For it, they can thank another forgettable night for Cristiano Ronaldo and Real Madrid, held to a goalless draw against Athletic Bilbao at San Mamés (0-0), and Valencia’s first loss of the season in Getafe (1-0). Los Che proved unable to exploit a man-advantage for 65 minutes, and conceded a goal shortly past the hour mark, but not every piece of news was good for Barcelona.
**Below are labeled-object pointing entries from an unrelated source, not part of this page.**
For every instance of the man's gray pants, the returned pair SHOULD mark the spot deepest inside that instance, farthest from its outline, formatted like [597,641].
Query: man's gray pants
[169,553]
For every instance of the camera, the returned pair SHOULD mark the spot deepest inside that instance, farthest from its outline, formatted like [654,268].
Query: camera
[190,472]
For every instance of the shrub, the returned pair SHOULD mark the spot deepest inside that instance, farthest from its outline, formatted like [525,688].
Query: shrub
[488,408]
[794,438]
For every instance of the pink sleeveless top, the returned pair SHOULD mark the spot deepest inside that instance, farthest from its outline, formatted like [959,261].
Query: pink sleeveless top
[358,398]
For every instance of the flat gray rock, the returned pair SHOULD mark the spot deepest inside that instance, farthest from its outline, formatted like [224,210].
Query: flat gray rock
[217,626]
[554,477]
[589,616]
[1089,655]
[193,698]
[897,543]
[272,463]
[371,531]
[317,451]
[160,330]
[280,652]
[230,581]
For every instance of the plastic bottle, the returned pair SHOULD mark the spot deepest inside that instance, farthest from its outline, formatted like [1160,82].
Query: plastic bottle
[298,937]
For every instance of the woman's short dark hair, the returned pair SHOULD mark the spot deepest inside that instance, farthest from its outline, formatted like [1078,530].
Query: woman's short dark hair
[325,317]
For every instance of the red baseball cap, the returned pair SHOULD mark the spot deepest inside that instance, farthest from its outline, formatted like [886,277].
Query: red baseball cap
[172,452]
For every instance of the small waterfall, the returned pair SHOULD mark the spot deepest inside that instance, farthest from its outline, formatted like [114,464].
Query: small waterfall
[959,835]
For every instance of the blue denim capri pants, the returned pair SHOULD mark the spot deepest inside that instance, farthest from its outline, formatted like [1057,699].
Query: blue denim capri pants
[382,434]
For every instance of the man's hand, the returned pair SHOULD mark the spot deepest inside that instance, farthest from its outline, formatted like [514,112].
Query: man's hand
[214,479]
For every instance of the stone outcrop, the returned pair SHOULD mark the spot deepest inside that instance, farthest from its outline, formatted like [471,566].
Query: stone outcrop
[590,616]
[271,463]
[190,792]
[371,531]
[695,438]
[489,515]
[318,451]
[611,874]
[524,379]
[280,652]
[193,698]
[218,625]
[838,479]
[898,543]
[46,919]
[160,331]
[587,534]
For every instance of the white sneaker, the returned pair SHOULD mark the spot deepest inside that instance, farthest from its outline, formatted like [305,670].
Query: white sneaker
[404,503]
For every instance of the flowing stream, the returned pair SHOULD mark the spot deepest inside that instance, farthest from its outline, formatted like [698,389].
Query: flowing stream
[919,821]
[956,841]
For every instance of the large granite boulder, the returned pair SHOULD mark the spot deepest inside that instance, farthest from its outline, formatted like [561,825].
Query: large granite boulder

For instance, they lost centre-back Samuel Umtiti for the next few weeks due to injury, and watched Atletico Madrid’s Antoine Griezmann salvage a late win for his current club (2-1) against his former team, Real Sociedad. With the victory, the still-unbeaten Atletico are now 6 pts behind the leaders, 1 off Valencia’s pace and two above city-foes Real Madrid, who were caught by Sevilla (2-0 vs Deportivo) at 28 pts ahead of their clash in the Spanish capital in round 15.

Bundesliga

The opening created by Bayern Munich’s setback in round 14 vanished as quickly as it appeared after the Bavarians overcame a spirited Hannover 96 at the Allianz Arena (3-1). The defending Champions couldn’t relax until Robert Lewandowski bagged his 14th goal of the season in the 87th minute yet, in the end, these were a really good couple of days for the German giants.

It started when second-place RB Leipzig were routed 4-0 by Hoffenheim, with Bayern loanee Sèrge Gnabry netting a brace, and continued as third-place Schalke 04 surrendered a home draw to bottom-feeders FC Koln (2-2).

Following the example set forth by the competition, fourth-place Borussia Moenchengladbach also fell flat in Wolfsburg, leaving under the weight of a three-goal loss (3-0), and the other Borussia, the yellows of Dortmund, delayed their revival with another tie in a regional affair in Leverkusen (1-1). As a result, six points distance first and second, while the bridge between Leipzig and ninth-place Bayer Leverkusen is worth just five.

Moment of the weekend

Easiest pick in a long time, for sure.

Entering the 95th minute of their reception to AC Milan, last-place Benevento were staring the abyss of yet another defeat in the Serie A, the 15th in equal number of matches. A few seconds later, euphoria raged inside the inconspicuous Stadio Ciro Vigorito in the small city of the South of Italy, the reason being a miraculous last-gasp equalizer by the most implausible of all sources, goalkeeper Alberto Brignoli.

The minnows had to wait a long time for their first ever top-flight point, but there’s simply no way anyone could have written a better script than Brignoli’s sensational diving header in the cusp of the final whistle. It was an unforgettable moment for the people of Benevento, and for a club whose stay amongst Italy’s best will, more than likely, be a short one.